Once we clear out destructive beliefs and the emotional compulsions around them, we have to decide and intentionally choose what we’re going to replace it with. We don’t have to try and correct it by working “through it” (our issues) as an outside event or actual memory, all we have to do is recognize the part of our character that caused it (undesirable character trait), and then strategically employ the opposing virtues in its place, while cultivating them through disciplined practice until they take hold, and we begin creating experiences of ourselves “as” them, transforming our character by integrating them, until we start start automatically creating something different out of them. All of our life experiences flow out of the natural expression of our mental paradigm as our character. To change how we think and act and what type of dynamics we naturally engage in, we have only to change our own inner nature as our core self.
To change the outer form, we have to change the inner state in-forming it. By changing our inner nature and intentionally cultivating desirable qualities and characteristics, we systematically change our vibration and what we attract and are attracted to, what and how we perceive the world around us, and what type of situations and relationships we’re willing to entertain.
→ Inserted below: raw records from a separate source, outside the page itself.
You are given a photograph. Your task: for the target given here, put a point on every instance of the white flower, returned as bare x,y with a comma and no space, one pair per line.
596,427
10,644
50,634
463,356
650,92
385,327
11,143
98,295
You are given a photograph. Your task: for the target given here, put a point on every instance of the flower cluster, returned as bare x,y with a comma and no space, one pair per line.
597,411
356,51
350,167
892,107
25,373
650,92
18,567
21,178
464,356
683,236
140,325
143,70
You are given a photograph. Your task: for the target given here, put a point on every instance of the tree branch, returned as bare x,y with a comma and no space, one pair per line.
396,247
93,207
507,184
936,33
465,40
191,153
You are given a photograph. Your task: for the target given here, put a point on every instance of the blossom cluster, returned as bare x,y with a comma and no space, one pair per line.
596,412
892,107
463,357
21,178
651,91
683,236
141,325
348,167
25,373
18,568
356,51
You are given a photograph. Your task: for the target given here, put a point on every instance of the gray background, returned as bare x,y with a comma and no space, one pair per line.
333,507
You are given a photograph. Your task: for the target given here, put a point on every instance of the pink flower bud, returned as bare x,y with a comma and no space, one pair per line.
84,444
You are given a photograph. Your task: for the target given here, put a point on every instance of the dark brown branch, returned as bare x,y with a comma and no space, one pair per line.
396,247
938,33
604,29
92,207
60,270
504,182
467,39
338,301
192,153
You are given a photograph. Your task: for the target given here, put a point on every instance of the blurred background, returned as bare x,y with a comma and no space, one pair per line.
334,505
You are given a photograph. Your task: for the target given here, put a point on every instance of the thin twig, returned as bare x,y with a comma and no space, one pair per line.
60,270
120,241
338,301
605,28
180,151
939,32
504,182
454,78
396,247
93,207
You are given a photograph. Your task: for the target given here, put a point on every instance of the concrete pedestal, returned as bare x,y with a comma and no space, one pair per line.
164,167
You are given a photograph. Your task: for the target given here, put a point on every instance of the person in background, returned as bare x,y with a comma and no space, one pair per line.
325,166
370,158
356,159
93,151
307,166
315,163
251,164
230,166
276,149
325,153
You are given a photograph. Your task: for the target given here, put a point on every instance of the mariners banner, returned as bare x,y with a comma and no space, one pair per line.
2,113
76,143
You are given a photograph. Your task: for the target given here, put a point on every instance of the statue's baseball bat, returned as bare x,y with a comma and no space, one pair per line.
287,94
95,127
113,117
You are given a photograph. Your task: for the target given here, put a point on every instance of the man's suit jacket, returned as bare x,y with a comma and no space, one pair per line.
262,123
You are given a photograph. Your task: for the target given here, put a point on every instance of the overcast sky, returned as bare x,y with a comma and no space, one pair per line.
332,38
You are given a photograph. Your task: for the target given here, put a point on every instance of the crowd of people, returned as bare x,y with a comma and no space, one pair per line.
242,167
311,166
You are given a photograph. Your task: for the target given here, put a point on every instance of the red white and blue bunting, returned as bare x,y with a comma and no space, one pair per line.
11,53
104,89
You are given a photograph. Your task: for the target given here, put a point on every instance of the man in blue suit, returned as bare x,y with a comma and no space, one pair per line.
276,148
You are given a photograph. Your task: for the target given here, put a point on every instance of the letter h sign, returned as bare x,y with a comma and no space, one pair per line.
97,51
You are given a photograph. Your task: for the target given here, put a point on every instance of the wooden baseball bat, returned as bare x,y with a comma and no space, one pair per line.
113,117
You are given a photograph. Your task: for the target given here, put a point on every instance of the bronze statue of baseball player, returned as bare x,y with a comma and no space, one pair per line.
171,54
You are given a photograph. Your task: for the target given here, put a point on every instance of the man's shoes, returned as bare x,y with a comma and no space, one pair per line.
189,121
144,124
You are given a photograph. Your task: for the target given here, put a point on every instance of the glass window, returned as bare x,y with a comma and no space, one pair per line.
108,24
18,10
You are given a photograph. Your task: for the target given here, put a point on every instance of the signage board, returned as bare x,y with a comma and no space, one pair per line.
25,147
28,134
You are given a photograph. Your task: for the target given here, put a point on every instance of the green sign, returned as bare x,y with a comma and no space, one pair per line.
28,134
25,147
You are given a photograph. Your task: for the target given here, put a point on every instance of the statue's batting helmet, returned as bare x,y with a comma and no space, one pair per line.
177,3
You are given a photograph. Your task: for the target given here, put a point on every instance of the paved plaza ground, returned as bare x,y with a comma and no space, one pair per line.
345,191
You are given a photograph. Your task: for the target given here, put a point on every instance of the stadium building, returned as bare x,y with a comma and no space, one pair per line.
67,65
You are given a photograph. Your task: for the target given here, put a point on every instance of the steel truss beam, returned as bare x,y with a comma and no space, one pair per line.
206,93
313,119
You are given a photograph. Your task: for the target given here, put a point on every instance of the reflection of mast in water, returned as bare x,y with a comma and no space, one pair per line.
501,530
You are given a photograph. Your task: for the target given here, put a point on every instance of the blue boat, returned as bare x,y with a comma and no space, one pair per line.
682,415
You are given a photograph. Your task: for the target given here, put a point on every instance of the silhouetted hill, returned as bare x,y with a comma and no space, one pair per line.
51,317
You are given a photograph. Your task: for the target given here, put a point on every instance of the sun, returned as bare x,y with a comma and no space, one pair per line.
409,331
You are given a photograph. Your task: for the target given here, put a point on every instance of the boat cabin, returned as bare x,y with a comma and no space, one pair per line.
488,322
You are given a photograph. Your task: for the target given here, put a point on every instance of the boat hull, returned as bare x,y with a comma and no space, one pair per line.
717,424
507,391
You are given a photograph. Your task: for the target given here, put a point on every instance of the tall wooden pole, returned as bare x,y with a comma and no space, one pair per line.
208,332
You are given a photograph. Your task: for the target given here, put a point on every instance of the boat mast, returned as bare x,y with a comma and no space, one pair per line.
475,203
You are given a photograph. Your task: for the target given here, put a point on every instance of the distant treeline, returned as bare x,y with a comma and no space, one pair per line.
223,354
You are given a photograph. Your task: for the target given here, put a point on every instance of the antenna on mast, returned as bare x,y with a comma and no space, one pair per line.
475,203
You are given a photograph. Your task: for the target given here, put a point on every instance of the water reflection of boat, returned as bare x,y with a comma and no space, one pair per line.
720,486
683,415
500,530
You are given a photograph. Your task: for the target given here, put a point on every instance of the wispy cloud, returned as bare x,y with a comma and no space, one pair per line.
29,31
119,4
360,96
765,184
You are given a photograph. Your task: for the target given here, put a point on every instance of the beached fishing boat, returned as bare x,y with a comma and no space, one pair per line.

As we ourselves change, our experiences of life change accordingly. If we don’t change ourselves however, we keep on recreating the same “type” of experiences over and over with different people and circumstances, until we begin recognizing what our part is in our own life creations.
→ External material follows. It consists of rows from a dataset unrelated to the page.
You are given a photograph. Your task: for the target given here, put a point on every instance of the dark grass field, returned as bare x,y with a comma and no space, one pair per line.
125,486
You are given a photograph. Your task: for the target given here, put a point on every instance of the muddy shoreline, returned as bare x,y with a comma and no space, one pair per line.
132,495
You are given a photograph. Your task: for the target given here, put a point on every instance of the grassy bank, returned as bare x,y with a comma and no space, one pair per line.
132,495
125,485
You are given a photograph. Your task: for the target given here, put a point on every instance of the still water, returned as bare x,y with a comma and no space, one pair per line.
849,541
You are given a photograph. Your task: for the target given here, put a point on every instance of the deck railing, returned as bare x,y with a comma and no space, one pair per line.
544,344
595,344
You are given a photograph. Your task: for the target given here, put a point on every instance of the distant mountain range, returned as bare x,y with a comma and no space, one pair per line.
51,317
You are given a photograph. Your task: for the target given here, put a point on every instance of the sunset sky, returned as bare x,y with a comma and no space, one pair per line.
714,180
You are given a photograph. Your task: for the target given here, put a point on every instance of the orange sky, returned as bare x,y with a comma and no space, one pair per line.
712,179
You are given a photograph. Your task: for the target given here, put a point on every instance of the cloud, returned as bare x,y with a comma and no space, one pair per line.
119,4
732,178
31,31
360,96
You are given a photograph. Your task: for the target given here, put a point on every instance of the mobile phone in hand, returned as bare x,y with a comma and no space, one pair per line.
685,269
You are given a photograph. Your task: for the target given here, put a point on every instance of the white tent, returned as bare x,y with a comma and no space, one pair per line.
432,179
The process we undergo because of life challenges and tragedies throw us head on into a full blown life crisis as an identity crisis. These extreme moments force us to examine ourselves internally, hashing through all our experiences in order to gain some form of insight into the workings of our own unconscious mind, and as we separate out the impurities as bad character traits, and either eliminate them altogether, or transform them into pure qualities that serve our true identity. Undergoing this filtering, eliminating and reformulating process of self-awareness and realization, we reform ourselves to be more of who we truly are, and create ourselves and our life through a new character that naturally expresses in new ways, no longer creating the same type of problems all over again, but creating a new version of ourselves that come as an expression of the qualities we intentionally cultivated in ourselves.